State leaders such as US President Joe Biden (left) and pharmaceutical heads such as Pfizer CEO Albert Bourla (right) will shape the IP policy of the future. : The White House/Adam Schultz, Wikimedia Commons CC BY 4.0 State leaders such as US President Joe Biden (left) and pharmaceutical heads such as Pfizer CEO Albert Bourla (right) will shape the IP policy of the future. : The White House/Adam Schultz, Wikimedia Commons CC BY 4.0

IP laws are supposed to work to aid pharmaceutical innovation in rich nations. Can a new system support treating illnesses rife in developing economies, too?

The World Trade Organization’s limited and short-term waiver of intellectual property (IP) on COVID-related products, announced on 17 June 2022, prompted a passionate response from the pharmaceutical industry. The industry said the rapid development of COVID-19 vaccines justified the continuing need for IP rights. But the real reason vaccines were produced in less than a year after the onset of the pandemic is the €86.5 billion (US$88.2 billion) governments poured into their development.

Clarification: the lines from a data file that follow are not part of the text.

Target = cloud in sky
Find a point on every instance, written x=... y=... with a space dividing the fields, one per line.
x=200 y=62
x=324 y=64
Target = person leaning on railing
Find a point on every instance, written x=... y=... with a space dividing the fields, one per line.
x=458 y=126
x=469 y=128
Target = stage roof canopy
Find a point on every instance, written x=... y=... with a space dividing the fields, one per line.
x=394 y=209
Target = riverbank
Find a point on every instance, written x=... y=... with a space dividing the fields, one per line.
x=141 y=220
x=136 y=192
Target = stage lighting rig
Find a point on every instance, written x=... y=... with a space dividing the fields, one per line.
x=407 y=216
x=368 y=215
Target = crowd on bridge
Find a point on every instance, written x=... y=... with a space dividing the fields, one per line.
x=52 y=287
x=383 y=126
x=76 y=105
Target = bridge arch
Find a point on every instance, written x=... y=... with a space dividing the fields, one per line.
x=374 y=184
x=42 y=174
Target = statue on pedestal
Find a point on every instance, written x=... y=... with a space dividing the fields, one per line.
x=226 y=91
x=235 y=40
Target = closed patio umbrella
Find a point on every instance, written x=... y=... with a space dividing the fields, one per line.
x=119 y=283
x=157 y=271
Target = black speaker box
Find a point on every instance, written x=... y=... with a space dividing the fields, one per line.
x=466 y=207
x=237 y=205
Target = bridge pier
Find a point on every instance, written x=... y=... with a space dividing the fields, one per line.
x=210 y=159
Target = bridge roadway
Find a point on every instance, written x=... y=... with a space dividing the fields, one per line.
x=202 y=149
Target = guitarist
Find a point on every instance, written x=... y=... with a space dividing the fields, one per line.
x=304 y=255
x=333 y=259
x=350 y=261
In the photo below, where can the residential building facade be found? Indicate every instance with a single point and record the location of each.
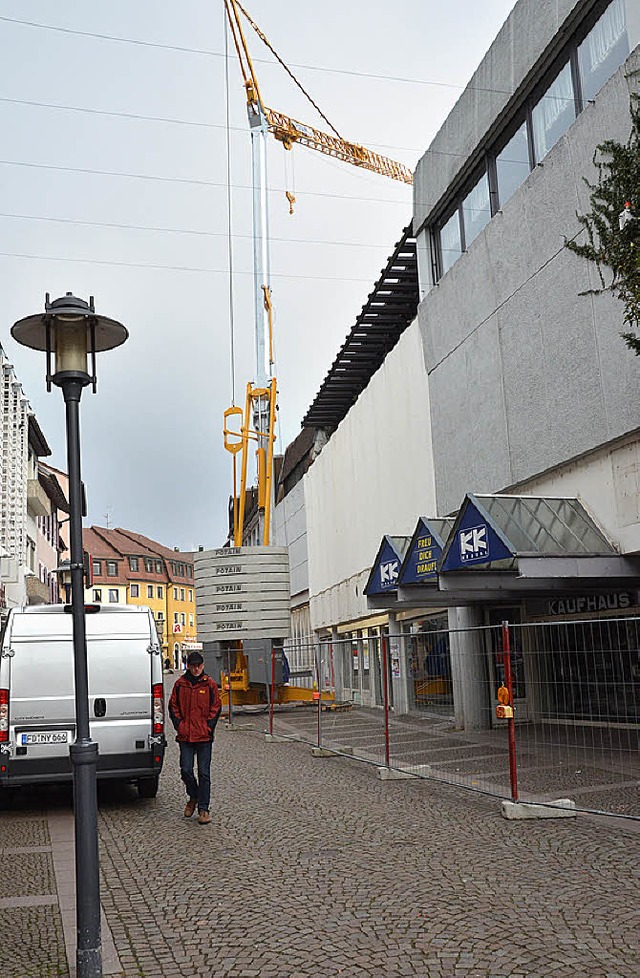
(129, 568)
(30, 544)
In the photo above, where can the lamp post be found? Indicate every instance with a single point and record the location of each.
(71, 331)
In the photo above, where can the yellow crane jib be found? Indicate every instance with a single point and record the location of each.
(290, 131)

The industry is taking the lion’s share of the credit for the vaccines while resisting pleas to waive their patents so low- and middle-income countries can manufacture them. Its argument that IP is an incentive for medical innovation ignores the failure of the patent system to enable new treatments for illnesses primarily afflicting poorer parts of the world.

IP is vital for the pharmaceutical industry. According to the Geneva-based International Federation of Pharmaceutical Manufacturers and Associations (IFPMA): “Intellectual Property Rights incentivise innovation, research and development and allow the biopharmaceutical industry to improve existing and bring new medicines, vaccines, and treatments to people and in turn help improve and save lives”.

But there is a very real commercial reason for the industry to support IP. The Trade Related Aspects of Intellectual Property Rights (TRIPS) Agreement gives new medicines (and all other products) 20 years of patent protection from the date the patent application is filed. On average, it takes about 12 years from that point to when the medicine is marketed. That means companies have an eight-year monopoly on their product, during which time no other firm can produce the same drug.

The provisions in the TRIPS Agreement were largely the result of the pharmaceutical industry acting in concert with the software and music industries. Pfizer and its then-CEO, Edmund Pratt, played a key role in convincing the US government to make IP a major issue in the talks that eventually led to the World Trade Organization (WTO) and the TRIPS Agreement.

Those eight years of monopoly protection translate into tens of billions of dollars for some products. Humira, a biologic used to treat various types of bowel disease and arthritis, earned over US$20 billion for its maker, AbbVie, in 2020. And by filing additional patents, AbbVie has put off the expiration of its monopoly on Humira for 39 years.

Given the potential to make billions per year over many years, it’s not hard to understand why the industry aggressively defends even small incursions into what it sees as its patent rights. In the early 1970s, the small Canadian province of Manitoba (population about one million) passed a law making it mandatory for pharmacists to substitute cheaper generic drugs for those named on prescriptions. 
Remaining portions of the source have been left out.